Bills prioritize protection of children, make practical updates
A plan from state Rep. Michele Hoitenga making needed reforms to a state registry tracking perpetrators of child abuse and neglect was unanimously advanced by the Michigan Senate on Wednesday.
Hoitenga, of Manton, said improvements are needed to the central registry as the threshold for entry onto it has become increasingly vague. Hundreds of thousands of Michigan parents have been placed on the registry without being convicted of any crime, making it difficult for them to find employment and housing or volunteer in their communities.
Hoitenga’s legislation – House Bill 5277, offers clarity for definitions of certain child abuse or child neglect claims that require listing in the central registry. The updates protect children while guarding against unintended consequences with the registry.
“Current law uses the terms substantiated and unsubstantiated with the state review and registry process.
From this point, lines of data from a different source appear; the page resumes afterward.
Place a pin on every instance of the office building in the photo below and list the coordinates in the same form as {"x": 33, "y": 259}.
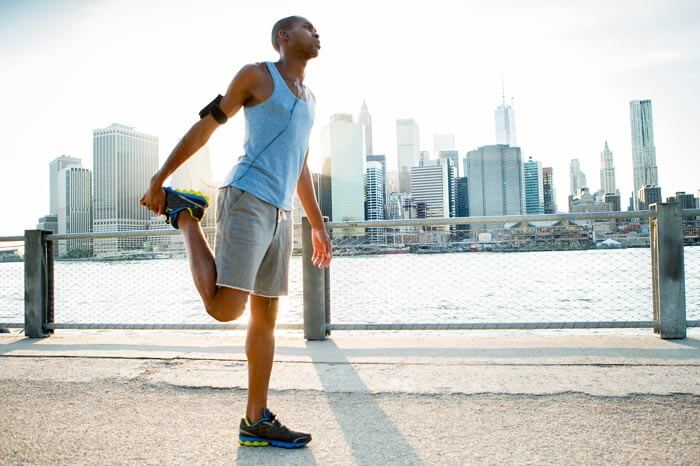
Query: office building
{"x": 648, "y": 195}
{"x": 505, "y": 124}
{"x": 365, "y": 119}
{"x": 495, "y": 181}
{"x": 534, "y": 187}
{"x": 344, "y": 151}
{"x": 74, "y": 209}
{"x": 55, "y": 166}
{"x": 124, "y": 160}
{"x": 607, "y": 171}
{"x": 548, "y": 191}
{"x": 645, "y": 172}
{"x": 408, "y": 150}
{"x": 577, "y": 179}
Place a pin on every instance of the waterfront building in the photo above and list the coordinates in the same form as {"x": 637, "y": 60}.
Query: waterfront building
{"x": 577, "y": 179}
{"x": 365, "y": 119}
{"x": 645, "y": 172}
{"x": 344, "y": 151}
{"x": 548, "y": 191}
{"x": 534, "y": 187}
{"x": 408, "y": 149}
{"x": 55, "y": 166}
{"x": 374, "y": 199}
{"x": 462, "y": 200}
{"x": 686, "y": 201}
{"x": 196, "y": 173}
{"x": 123, "y": 162}
{"x": 648, "y": 195}
{"x": 607, "y": 171}
{"x": 48, "y": 223}
{"x": 495, "y": 181}
{"x": 75, "y": 209}
{"x": 613, "y": 200}
{"x": 505, "y": 124}
{"x": 381, "y": 159}
{"x": 444, "y": 142}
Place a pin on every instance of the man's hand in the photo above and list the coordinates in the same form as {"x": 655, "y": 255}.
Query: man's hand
{"x": 154, "y": 198}
{"x": 323, "y": 249}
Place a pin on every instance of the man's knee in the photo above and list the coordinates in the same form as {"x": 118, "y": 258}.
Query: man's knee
{"x": 228, "y": 304}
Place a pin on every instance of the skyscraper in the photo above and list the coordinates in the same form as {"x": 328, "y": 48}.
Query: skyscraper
{"x": 365, "y": 119}
{"x": 607, "y": 171}
{"x": 408, "y": 148}
{"x": 443, "y": 142}
{"x": 534, "y": 188}
{"x": 74, "y": 208}
{"x": 505, "y": 124}
{"x": 344, "y": 149}
{"x": 196, "y": 173}
{"x": 430, "y": 185}
{"x": 374, "y": 198}
{"x": 643, "y": 149}
{"x": 123, "y": 162}
{"x": 495, "y": 176}
{"x": 55, "y": 166}
{"x": 577, "y": 179}
{"x": 548, "y": 191}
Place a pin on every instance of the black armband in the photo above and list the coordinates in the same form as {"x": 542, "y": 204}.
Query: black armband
{"x": 214, "y": 110}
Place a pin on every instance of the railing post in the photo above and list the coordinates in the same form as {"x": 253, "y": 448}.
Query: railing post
{"x": 314, "y": 289}
{"x": 36, "y": 280}
{"x": 668, "y": 271}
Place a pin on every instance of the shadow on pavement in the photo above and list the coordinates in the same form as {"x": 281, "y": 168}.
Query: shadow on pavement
{"x": 370, "y": 435}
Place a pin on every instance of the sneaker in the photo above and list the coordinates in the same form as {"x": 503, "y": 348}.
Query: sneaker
{"x": 268, "y": 431}
{"x": 181, "y": 200}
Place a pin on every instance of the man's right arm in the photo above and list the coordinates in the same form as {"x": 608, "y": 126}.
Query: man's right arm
{"x": 244, "y": 86}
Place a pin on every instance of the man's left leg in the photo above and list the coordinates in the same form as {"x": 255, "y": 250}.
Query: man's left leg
{"x": 260, "y": 349}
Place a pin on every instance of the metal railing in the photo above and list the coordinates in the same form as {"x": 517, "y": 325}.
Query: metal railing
{"x": 659, "y": 279}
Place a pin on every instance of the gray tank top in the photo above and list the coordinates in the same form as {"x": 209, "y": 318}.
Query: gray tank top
{"x": 276, "y": 140}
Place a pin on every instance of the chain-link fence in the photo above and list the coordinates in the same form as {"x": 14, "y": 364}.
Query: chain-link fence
{"x": 525, "y": 272}
{"x": 691, "y": 237}
{"x": 11, "y": 282}
{"x": 117, "y": 284}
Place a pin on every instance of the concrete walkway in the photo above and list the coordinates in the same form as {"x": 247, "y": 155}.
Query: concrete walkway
{"x": 149, "y": 398}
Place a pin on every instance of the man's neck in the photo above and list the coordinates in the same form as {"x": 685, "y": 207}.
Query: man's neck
{"x": 292, "y": 68}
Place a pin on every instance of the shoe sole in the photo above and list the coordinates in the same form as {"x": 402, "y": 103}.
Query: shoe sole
{"x": 257, "y": 442}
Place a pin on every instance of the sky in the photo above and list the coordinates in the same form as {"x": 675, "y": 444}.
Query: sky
{"x": 571, "y": 67}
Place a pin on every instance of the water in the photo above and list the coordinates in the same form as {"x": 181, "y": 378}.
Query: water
{"x": 593, "y": 285}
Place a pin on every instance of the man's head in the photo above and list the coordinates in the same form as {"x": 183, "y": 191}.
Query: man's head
{"x": 295, "y": 31}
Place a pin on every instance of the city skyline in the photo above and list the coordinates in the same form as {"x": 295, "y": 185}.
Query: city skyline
{"x": 592, "y": 60}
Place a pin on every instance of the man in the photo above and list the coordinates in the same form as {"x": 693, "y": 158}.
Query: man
{"x": 254, "y": 226}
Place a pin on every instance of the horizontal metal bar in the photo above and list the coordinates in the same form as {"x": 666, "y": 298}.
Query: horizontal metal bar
{"x": 11, "y": 324}
{"x": 122, "y": 234}
{"x": 497, "y": 325}
{"x": 14, "y": 239}
{"x": 117, "y": 326}
{"x": 495, "y": 219}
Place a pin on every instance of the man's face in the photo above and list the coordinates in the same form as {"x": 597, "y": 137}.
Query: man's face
{"x": 304, "y": 38}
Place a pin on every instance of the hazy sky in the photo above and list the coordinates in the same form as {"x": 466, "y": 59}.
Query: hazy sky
{"x": 67, "y": 67}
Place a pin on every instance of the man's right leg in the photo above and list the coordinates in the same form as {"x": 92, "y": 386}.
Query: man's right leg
{"x": 223, "y": 304}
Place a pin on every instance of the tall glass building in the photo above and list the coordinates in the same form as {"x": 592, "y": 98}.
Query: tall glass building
{"x": 534, "y": 191}
{"x": 123, "y": 162}
{"x": 548, "y": 191}
{"x": 495, "y": 176}
{"x": 644, "y": 167}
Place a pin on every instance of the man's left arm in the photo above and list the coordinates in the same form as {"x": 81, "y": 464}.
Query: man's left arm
{"x": 323, "y": 249}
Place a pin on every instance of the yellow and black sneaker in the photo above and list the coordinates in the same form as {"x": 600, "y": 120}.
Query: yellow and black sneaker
{"x": 180, "y": 200}
{"x": 268, "y": 431}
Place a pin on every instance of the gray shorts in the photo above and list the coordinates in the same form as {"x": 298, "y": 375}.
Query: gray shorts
{"x": 253, "y": 244}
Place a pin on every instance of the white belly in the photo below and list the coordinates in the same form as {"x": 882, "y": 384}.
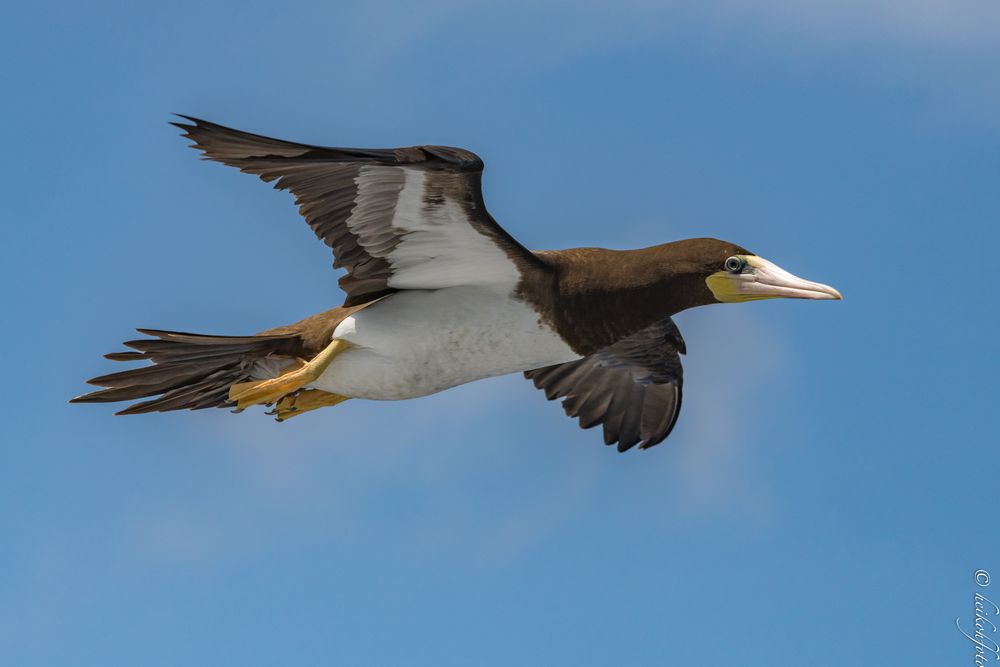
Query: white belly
{"x": 415, "y": 343}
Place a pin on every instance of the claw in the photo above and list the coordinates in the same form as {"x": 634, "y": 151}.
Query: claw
{"x": 271, "y": 391}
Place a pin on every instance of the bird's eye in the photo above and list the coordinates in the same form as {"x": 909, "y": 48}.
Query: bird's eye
{"x": 735, "y": 264}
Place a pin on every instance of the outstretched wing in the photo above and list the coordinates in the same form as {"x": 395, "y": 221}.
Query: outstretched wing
{"x": 396, "y": 218}
{"x": 632, "y": 387}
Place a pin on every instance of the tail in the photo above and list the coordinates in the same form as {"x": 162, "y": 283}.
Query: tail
{"x": 189, "y": 371}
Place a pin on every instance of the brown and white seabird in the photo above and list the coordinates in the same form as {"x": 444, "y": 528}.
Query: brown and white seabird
{"x": 438, "y": 294}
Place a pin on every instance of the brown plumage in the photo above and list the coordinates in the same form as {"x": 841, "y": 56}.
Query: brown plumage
{"x": 413, "y": 220}
{"x": 195, "y": 371}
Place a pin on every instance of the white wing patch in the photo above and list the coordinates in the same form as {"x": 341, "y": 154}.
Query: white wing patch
{"x": 429, "y": 246}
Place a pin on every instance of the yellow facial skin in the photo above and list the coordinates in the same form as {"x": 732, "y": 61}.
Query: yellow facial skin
{"x": 761, "y": 279}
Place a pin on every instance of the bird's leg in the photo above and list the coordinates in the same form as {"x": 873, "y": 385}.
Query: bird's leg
{"x": 259, "y": 392}
{"x": 305, "y": 400}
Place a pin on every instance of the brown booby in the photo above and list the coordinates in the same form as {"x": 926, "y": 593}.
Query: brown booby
{"x": 438, "y": 294}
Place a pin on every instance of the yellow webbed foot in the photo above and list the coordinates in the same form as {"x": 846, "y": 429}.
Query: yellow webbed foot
{"x": 266, "y": 392}
{"x": 303, "y": 401}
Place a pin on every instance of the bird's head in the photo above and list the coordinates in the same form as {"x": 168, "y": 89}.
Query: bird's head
{"x": 731, "y": 274}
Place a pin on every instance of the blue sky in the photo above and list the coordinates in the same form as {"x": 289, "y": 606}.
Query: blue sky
{"x": 830, "y": 487}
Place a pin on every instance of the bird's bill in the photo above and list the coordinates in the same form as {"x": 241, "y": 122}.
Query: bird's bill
{"x": 762, "y": 279}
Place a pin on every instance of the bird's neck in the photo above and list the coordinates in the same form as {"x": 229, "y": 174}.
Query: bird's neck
{"x": 596, "y": 297}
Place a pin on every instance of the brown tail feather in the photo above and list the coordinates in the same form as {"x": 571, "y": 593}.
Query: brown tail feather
{"x": 195, "y": 371}
{"x": 191, "y": 371}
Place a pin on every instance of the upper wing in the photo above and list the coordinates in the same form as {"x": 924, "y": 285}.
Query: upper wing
{"x": 396, "y": 218}
{"x": 632, "y": 387}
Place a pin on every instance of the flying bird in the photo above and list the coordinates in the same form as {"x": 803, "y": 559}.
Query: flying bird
{"x": 438, "y": 294}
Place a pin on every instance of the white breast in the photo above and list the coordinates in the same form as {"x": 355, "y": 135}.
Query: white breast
{"x": 415, "y": 343}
We should have clearer terminology for these situations, especially given the massive impacts they can have on someone’s life when these allegations are classified by the state,” Hoitenga said. “Moving forward with confirmed and not confirmed on allegations will provide more clarity and show an allegation was thoroughly examined.
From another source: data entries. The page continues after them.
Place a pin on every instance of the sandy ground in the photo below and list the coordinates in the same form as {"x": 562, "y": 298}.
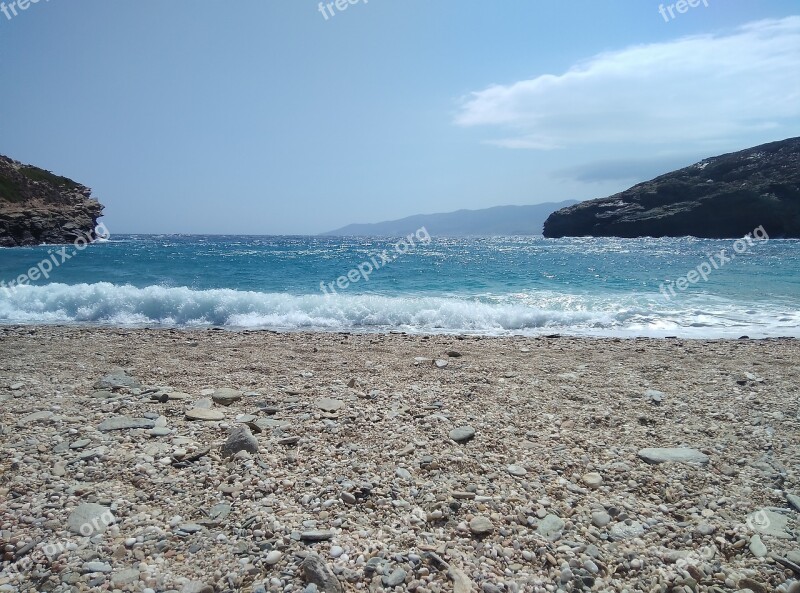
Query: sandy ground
{"x": 357, "y": 483}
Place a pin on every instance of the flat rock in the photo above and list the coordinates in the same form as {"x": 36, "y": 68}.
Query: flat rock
{"x": 43, "y": 416}
{"x": 263, "y": 424}
{"x": 204, "y": 414}
{"x": 125, "y": 423}
{"x": 768, "y": 522}
{"x": 395, "y": 578}
{"x": 516, "y": 470}
{"x": 592, "y": 480}
{"x": 328, "y": 404}
{"x": 463, "y": 434}
{"x": 316, "y": 535}
{"x": 794, "y": 501}
{"x": 178, "y": 396}
{"x": 621, "y": 531}
{"x": 673, "y": 455}
{"x": 125, "y": 577}
{"x": 655, "y": 396}
{"x": 239, "y": 439}
{"x": 225, "y": 396}
{"x": 90, "y": 519}
{"x": 550, "y": 525}
{"x": 601, "y": 519}
{"x": 317, "y": 572}
{"x": 103, "y": 567}
{"x": 481, "y": 526}
{"x": 757, "y": 547}
{"x": 117, "y": 380}
{"x": 197, "y": 587}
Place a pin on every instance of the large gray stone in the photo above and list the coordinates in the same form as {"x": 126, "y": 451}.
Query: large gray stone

“This list has become increasingly easy to get onto and more difficult to be removed from. That impacts someone’s ability to find work and provide for their families, volunteer in their communities, and more. This plan balances the protection of children, as well as someone being innocent until they are proven guilty.”
The Michigan Department of Health and Human Services has previously acknowledged there are too many individuals placed on the central registry – roughly 300,000 state residents in all. By contrast, the state’s sex offender registry has 40,000 names.
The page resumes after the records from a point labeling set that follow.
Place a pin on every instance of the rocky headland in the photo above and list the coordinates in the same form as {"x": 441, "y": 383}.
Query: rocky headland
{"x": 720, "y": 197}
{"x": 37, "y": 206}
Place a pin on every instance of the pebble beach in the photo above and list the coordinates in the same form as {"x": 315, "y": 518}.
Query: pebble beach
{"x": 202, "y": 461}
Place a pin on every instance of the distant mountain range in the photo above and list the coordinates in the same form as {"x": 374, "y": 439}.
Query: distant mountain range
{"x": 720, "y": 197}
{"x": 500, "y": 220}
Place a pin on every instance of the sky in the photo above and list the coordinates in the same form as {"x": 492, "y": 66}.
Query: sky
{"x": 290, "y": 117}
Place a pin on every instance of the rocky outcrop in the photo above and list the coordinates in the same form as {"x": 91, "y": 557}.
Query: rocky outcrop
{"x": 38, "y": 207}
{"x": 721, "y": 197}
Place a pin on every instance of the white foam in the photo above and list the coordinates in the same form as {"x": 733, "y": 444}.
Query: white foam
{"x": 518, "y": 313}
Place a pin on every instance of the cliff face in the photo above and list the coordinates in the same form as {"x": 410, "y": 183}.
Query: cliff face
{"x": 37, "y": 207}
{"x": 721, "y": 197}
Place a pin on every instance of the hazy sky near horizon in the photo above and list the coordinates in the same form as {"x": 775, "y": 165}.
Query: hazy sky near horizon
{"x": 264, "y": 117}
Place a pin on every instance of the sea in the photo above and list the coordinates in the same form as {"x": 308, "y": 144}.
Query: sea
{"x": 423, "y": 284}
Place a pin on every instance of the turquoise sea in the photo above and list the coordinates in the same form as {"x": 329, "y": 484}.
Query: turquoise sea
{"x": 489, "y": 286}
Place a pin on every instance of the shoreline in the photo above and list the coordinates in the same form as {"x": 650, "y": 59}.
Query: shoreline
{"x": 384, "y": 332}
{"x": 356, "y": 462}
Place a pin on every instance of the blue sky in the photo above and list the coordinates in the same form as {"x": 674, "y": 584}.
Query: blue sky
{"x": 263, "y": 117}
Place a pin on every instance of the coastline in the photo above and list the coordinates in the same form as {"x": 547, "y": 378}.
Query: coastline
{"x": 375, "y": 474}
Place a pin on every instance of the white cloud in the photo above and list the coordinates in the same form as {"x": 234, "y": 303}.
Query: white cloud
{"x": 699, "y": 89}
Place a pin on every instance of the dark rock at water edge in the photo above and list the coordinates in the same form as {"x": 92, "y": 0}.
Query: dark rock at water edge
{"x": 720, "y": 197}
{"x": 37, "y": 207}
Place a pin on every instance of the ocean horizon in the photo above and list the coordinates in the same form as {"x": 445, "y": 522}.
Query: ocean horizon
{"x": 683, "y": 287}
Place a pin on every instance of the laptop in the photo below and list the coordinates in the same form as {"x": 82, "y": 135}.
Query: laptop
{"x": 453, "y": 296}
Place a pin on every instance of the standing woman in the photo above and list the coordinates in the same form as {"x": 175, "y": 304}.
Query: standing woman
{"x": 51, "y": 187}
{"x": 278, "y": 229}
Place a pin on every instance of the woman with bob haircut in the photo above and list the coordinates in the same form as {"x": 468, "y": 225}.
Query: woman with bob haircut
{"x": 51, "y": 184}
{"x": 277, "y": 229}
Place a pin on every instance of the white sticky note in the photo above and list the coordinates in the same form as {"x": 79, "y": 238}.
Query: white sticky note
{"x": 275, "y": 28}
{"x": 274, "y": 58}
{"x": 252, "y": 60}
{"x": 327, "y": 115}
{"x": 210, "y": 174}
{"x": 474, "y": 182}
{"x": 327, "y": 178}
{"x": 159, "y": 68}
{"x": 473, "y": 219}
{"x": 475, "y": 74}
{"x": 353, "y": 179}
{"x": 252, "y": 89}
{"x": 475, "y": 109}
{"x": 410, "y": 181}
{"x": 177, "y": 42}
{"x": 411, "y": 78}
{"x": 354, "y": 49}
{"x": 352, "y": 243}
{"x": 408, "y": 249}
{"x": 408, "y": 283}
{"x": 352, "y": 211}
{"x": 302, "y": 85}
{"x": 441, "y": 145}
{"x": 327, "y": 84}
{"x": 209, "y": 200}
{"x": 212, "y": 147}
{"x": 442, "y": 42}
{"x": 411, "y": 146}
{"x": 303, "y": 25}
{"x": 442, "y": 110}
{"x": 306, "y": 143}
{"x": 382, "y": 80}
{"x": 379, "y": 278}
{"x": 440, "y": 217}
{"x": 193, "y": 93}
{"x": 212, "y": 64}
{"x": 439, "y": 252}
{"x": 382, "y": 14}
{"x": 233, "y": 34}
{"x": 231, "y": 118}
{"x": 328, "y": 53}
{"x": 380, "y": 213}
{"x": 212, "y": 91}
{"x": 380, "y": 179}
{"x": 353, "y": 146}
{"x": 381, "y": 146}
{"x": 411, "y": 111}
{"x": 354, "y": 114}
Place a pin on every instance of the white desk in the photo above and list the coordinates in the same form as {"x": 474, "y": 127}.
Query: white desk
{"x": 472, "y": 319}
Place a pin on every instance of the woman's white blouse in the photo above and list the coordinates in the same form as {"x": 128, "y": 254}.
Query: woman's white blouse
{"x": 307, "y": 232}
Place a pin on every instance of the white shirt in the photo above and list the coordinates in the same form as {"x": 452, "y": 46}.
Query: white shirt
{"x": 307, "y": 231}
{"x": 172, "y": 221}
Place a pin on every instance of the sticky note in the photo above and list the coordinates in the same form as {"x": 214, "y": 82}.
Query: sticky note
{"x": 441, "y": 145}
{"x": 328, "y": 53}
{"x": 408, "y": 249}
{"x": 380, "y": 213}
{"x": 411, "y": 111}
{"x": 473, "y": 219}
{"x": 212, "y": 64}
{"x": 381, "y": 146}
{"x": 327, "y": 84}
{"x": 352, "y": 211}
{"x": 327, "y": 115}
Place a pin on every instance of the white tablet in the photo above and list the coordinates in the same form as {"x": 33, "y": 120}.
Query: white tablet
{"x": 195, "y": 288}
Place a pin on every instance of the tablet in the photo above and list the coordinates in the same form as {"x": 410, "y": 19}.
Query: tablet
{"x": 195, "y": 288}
The bipartisan plan will refine the central registry to track perpetrators of serious abuse and neglect who represent an ongoing risk to children in their care. It also establishes an administrative review process to remove names of people who do not meet the new criteria for placement and consider requests from individuals seeking expungement from the registry. This way, the new registry will include only individuals who likely pose a danger to children based on confirmed previous acts of serious abuse or neglect, including sexual abuse and severe physical abuse.
The legislation contained in the package include House Bills 5274-80, 5534 and 5594.